L'éditeur Rodney Saint-Éloi arrive, accompagné de son ami Stanley Péan. Ils ont été temporairement colocataires il y a plus de 15 ans, et c'est dans leur appartement qu'est née l'idée de la maison, dont les bureaux, pendant les premières années, ont été le salon de Rodney. Ensemble, ils saluent l'influence de Maximilien Laroche, leur professeur à l'Université Laval, à qui ils doivent beaucoup. «C'était un pionnier au Québec, affirme Stanley Péan. Un grand penseur, qui voyait la littérature comme une manifestation du social, pas comme un art détaché du reste.»

«Il avait un regard très décomplexé sur la littérature, renchérit Rodney Saint-Éloi. Nous avons une dette immense envers lui. Il m'a aidé à sortir des débats strictement haïtiens.» 

«Quand j'ai monté Mémoire d'encrier, l'idée était de déplacer le regard, d'opérer un nouveau découpage, en disant que la littérature québécoise était beaucoup plus grande que le Québec.»

Il faut avoir fréquenté les lancements, soupers et pique-niques de Mémoire d'encrier, toujours bien arrosés et internationalement gargantuesques dans leurs menus, pour comprendre à quel point il est vrai que la vie et la littérature s'y mélangent. 

On y voit le portrait du Québec d'aujourd'hui, où la jeunesse militante et diversifiée se mélange aux piliers du milieu littéraire, et l'on y cite autant Gaston Miron, Davertige que Joséphine Bacon pendant que les enfants courent entre les jambes des convives.

La magie

«Impossible» n'est pas un mot haïtien pour Rodney Saint-Éloi.
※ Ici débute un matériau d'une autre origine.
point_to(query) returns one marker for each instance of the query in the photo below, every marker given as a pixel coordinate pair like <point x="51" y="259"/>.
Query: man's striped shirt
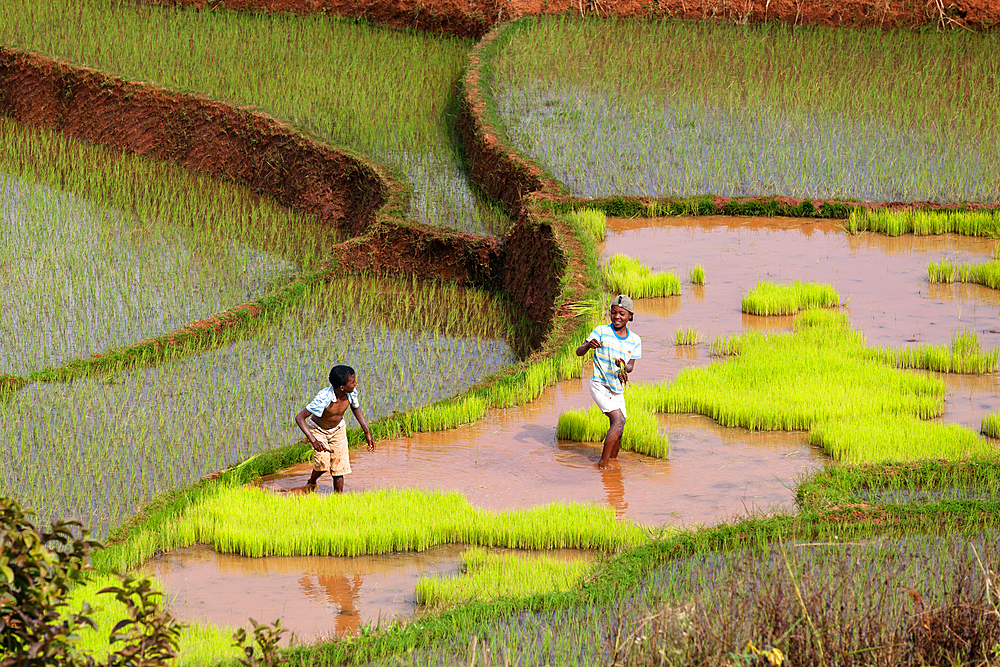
<point x="613" y="347"/>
Quand on lui demande comment Mémoire d'encrier fait pour arriver, en publiant des livres pour lesquels elle ne reçoit parfois aucune subvention, car les auteurs ne sont pas strictement canadiens, il répond, très sincèrement: «On ne sait pas. Mais si on se posait la question, on ne le ferait pas, non?» 
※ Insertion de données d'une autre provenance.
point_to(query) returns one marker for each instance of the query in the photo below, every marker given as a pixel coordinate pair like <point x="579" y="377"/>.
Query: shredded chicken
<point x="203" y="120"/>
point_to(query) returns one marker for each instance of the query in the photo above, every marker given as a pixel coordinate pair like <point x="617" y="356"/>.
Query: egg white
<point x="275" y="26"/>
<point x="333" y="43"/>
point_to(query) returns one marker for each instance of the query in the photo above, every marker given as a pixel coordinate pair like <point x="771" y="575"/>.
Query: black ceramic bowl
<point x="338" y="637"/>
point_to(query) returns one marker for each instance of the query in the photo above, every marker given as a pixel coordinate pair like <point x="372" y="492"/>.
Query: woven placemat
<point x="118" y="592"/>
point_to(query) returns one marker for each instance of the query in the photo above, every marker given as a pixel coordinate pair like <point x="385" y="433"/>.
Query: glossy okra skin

Grand éclat de rire dans le bureau de tous les employés, plus particulièrement de Virginie Turcotte, son adjointe depuis le début. «Je suis plus pragmatique, dit-elle. Mais, maintenant, je crois que rien n'est impossible.»

«Rodney réussit toujours à nous embarquer dans ses folies, parce que finalement, ce sont de grandes visions et des rêves qu'on réussit à concrétiser, en allant chercher le meilleur de nous-mêmes.»
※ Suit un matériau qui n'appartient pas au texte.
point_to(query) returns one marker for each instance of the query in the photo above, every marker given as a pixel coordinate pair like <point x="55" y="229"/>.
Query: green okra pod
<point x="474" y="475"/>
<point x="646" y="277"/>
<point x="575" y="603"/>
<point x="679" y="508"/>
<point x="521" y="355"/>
C'est en organisant les Rencontres québécoises en Haïti en 2013, où une cinquantaine d'écrivains, d'éditeurs et de libraires se sont retrouvés parachutés dans l'île magique sans beaucoup de préparation, que Yara El-Ghadban, présidente de l'Espace de la diversité, s'est pratiquement convertie à la magie de Mémoire d'encrier. «J'étais déjà une groupie de la maison, mais au retour, j'ai abandonné mes études et un chemin prévisible pour me lancer dans l'écriture à temps plein.»

Elle vient de publier chez eux Je suis Ariel Sharon, et un autre miracle s'est produit au lancement. Joséphine Bacon et Antonine Maillet y sont devenues amies. «Qui aurait pensé qu'au lancement d'une Palestinienne, une écrivaine acadienne et une poétesse innue allaient entamer une correspondance?»

L'éditeur thaumaturge

C'est l'envie de réparer les injustices qui a guidé Rodney Saint-Éloi dès l'enfance. Éduqué par les pères du Sacré-Coeur au Collège canado-haïtien, des études que lui payait sa grand-mère qui habitait à Montréal, le Québec est dans sa vie depuis longtemps. Il a fondé en Haïti la maison d'édition Mémoire, où, déjà, il voulait faire dialoguer les écrivains de la diaspora et les écrivains «du sol haïtien», qui étaient en compétition.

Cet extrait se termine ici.